Un minuto dopo il dottore Marcantonio Bartolini, Sforza degli Oddi e Mariano Felice de’ Bizzocchetti si trovavano alla presenza di Sua Beatitudine papa Paolo III, che si degnava ammetterli al bacio della santa pantofola.

Vestiti di semplice pannolano nero, con nudo il capo e dimessi nel volto come negli atti, i tre rappresentanti il priorato di Perugia si prosternarono dinanzi al pontefice, baciandogli, l’un dopo l’altro, la punta del piede destro, ch’e’ protendeva s’un cuscino di velluto chermisino a passamani e nappine di oro: e rimasero in quell’umile giacitura, sinch’egli:

— Su, su, figli miei — disse loro con la sua voce melliflua ed insinuante — rimettetevi della persona e sentiamo quale mai grave argomento vi conduca presso di noi.

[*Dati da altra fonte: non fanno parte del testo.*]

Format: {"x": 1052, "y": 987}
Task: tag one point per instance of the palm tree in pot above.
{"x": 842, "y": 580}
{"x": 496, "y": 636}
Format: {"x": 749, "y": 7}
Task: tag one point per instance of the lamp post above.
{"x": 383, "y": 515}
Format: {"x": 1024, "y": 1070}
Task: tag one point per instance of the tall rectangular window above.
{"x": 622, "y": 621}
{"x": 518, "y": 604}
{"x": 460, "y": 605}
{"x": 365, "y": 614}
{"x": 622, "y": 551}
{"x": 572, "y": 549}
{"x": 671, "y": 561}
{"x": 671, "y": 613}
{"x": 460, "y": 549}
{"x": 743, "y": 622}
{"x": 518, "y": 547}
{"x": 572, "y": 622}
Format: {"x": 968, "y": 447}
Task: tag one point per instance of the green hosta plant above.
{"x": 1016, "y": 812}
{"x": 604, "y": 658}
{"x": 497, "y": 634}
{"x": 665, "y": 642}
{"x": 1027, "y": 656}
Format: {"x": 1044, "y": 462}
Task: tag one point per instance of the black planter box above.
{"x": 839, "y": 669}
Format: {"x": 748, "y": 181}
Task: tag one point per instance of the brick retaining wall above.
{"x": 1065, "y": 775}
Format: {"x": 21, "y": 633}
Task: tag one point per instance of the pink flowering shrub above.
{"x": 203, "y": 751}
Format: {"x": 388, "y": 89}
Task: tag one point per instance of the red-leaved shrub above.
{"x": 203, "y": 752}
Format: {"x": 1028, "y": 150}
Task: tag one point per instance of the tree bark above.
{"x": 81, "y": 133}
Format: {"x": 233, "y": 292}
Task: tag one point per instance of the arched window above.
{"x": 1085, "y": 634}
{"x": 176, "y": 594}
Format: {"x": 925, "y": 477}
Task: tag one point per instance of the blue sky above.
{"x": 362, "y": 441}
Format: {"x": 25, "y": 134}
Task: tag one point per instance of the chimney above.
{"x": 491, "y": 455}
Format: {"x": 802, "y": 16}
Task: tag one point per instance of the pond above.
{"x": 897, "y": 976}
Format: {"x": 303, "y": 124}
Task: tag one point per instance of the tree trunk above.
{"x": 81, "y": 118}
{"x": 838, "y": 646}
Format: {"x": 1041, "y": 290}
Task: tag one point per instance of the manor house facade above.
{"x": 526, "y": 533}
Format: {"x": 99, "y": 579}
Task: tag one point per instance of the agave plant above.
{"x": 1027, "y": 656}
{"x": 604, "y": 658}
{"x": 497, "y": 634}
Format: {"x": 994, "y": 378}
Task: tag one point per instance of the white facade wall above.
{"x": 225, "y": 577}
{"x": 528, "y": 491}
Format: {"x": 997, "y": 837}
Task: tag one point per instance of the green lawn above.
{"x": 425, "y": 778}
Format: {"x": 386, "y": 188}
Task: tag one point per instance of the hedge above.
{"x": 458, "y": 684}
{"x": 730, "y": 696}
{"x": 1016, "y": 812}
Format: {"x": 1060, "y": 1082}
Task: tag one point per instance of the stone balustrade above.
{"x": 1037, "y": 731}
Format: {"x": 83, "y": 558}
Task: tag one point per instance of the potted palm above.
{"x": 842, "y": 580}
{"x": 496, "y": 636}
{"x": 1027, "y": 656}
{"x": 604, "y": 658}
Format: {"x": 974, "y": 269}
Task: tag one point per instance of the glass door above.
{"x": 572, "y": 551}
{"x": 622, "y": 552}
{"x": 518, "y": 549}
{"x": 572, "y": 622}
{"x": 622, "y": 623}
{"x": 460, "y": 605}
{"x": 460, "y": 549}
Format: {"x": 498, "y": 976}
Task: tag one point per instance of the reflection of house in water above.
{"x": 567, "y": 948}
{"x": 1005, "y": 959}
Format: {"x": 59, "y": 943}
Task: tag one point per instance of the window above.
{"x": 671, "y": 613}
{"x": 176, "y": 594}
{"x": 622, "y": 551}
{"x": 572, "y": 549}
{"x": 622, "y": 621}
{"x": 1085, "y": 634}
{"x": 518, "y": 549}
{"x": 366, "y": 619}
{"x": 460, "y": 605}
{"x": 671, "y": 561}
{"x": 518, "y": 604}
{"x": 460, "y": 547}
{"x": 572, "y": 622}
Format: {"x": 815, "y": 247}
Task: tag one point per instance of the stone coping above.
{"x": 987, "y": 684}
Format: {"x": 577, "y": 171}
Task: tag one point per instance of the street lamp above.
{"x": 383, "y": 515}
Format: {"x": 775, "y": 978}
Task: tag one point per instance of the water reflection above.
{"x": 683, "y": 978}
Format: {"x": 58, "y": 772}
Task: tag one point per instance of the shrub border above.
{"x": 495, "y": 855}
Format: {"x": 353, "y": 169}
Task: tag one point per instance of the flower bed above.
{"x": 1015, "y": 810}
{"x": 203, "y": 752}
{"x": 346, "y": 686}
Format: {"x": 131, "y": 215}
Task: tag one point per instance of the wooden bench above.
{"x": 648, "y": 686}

— Noi veniamo alla Santità Vostra — cominciò a dire il dottor Bartolini, rizzatosi pel primo — commessi dal capo del magistrato, messere Alfano degli Alfani ed anco dal reverendissimo prolegato, monsignor Mario Aligerio, a deporre ai santissimi piedi della Beatitudine Vostra una rispettosa e fervida supplica in nome dei priori.

E s’inginocchiò una seconda volta per stendere al papa un largo piego di pergamena allacciato in croce da una fettuccia di seta a’ cui lembi erano saldati grandi suggelli di piombo.

Paolo III non lo toccò neppure della punta dell’indice; ma, con questo, fe’ un semplice cenno al Recalcato, che s’avanzò sollecito a riceverlo in suo luogo.

Quindi:

— Qual è il subbietto di cotesta supplica, — chiese dolcemente al Bartolino, che stava raddrizzandosi di bel nuovo.